Adverse Reactions Reported with Prochlorperazine or Other Phenothiazine Derivatives:
Adverse
reactions with different phenothiazines vary in type, frequency and
mechanism of occurrence, i.e., some are dose-related, while others
involve individual patient sensitivity. Some adverse reactions may be
more likely to occur, or occur with greater intensity, in patients with
special medical problems, e.g., patients with mitral insufficiency or
pheochromocytoma have experienced severe hypotension following
recommended doses of certain phenothiazines.
Not all of the
following adverse reactions have been observed with every phenothiazine
derivative, but they have been reported with 1 or more and should be
borne in mind when drugs of this class are administered: extrapyramidal
symptoms (opisthotonos, oculogyric crisis, hyperreflexia, dystonia,
akathisia, dyskinesia, parkinsonism) some of which have lasted months
and even years-particularly in elderly patients with previous brain
damage; grand mal and petit mal convulsions, particularly in patients
with EEG abnormalities or history of such disorders; altered
cerebrospinal fluid proteins; cerebral edema; intensification and
prolongation of the action of central nervous system depressants
(opiates, analgesics, antihistamines, barbiturates, alcohol), atropine,
heat, organophosphorus insecticides; autonomic reactions (dryness of
mouth, nasal congestion, headache, nausea, constipation, obstipation,
adynamic ileus, ejaculatory disorders/impotence, priapism, atonic
colon, urinary retention, miosis and mydriasis); reactivation of
psychotic processes, catatonic-like states; hypotension (sometimes
fatal); cardiac arrest; blood dyscrasias (pancytopenia,
thrombocytopenic purpura, leukopenia, agranulocytosis, eosinophilia,
hemolytic anemia, aplastic anemia); liver damage (jaundice, biliary
stasis); endocrine disturbances (hyperglycemia, hypoglycemia,
glycosuria, lactation, galactorrhea, gynecomastia, menstrual
irregularities, false-positive pregnancy tests); skin disorders
(photosensitivity, itching, erythema, urticaria, eczema up to
exfoliative dermatitis); other allergic reactions (asthma, laryngeal
edema, angioneurotic edema, anaphylactoid reactions); peripheral edema;
reversed epinephrine effect; hyperpyrexia; mild fever after large I.M.

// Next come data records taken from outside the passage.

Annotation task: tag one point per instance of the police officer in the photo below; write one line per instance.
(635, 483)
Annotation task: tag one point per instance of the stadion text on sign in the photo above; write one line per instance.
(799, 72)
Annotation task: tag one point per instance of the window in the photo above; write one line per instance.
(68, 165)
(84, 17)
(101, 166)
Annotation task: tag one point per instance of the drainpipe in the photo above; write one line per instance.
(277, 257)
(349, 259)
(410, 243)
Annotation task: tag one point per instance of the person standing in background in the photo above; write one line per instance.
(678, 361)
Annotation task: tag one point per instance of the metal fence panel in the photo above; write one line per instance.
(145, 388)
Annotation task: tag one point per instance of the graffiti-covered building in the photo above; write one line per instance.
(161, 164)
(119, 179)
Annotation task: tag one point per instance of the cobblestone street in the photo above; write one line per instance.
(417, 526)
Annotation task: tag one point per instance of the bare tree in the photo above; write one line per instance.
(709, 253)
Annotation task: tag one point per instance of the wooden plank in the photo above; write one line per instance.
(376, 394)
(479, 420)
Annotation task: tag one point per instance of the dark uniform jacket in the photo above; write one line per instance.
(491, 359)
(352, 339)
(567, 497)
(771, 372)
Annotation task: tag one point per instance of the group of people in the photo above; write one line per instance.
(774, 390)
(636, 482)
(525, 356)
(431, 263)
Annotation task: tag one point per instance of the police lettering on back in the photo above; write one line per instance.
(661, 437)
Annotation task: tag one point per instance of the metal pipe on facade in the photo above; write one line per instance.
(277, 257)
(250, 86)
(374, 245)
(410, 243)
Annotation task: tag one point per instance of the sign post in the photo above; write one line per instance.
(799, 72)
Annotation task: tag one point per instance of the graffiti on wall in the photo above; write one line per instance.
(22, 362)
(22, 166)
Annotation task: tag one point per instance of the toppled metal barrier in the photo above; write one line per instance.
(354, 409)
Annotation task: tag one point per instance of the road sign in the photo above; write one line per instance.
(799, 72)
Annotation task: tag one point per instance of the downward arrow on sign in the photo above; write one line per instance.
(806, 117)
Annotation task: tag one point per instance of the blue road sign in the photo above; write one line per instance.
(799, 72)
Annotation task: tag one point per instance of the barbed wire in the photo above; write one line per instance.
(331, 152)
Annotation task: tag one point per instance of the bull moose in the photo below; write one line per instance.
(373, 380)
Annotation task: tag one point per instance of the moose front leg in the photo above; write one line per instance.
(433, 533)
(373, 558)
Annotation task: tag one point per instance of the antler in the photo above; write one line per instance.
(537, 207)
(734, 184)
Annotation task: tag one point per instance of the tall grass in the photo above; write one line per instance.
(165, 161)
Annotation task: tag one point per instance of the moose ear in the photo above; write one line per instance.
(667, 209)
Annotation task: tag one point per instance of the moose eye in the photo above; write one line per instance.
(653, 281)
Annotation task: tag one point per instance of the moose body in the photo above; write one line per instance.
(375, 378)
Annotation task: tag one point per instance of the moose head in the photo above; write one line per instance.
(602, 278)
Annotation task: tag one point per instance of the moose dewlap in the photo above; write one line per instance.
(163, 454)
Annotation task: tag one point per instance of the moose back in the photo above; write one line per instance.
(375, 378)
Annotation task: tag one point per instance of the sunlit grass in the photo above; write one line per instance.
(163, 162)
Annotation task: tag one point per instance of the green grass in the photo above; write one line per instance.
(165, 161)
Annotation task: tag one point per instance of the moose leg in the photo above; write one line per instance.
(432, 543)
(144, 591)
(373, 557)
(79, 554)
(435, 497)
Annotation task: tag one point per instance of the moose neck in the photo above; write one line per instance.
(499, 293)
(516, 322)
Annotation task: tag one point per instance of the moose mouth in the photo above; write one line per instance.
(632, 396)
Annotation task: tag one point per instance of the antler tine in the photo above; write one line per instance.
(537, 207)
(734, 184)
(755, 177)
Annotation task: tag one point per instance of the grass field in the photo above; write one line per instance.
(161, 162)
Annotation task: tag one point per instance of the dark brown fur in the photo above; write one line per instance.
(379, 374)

doses; increased appetite; increased weight; a systemic lupus
erythematosus-like syndrome; pigmentary retinopathy; with prolonged
administration of substantial doses, skin pigmentation, epithelial
keratopathy, and lenticular and corneal deposits.
EKG changes-
particularly nonspecific, usually reversible Q and T wave
distortions-have been observed in some patients receiving phenothiazine.
Although
phenothiazines cause neither psychic nor physical dependence, sudden
discontinuance in long-term psychiatric patients may cause temporary
symptoms, e.g., nausea and vomiting, dizziness, tremulousness. NOTE:
There have been occasional reports of sudden death in patients
receiving phenothiazines. In some cases, the cause appeared to be
cardiac arrest or asphyxia due to failure of the cough reflex.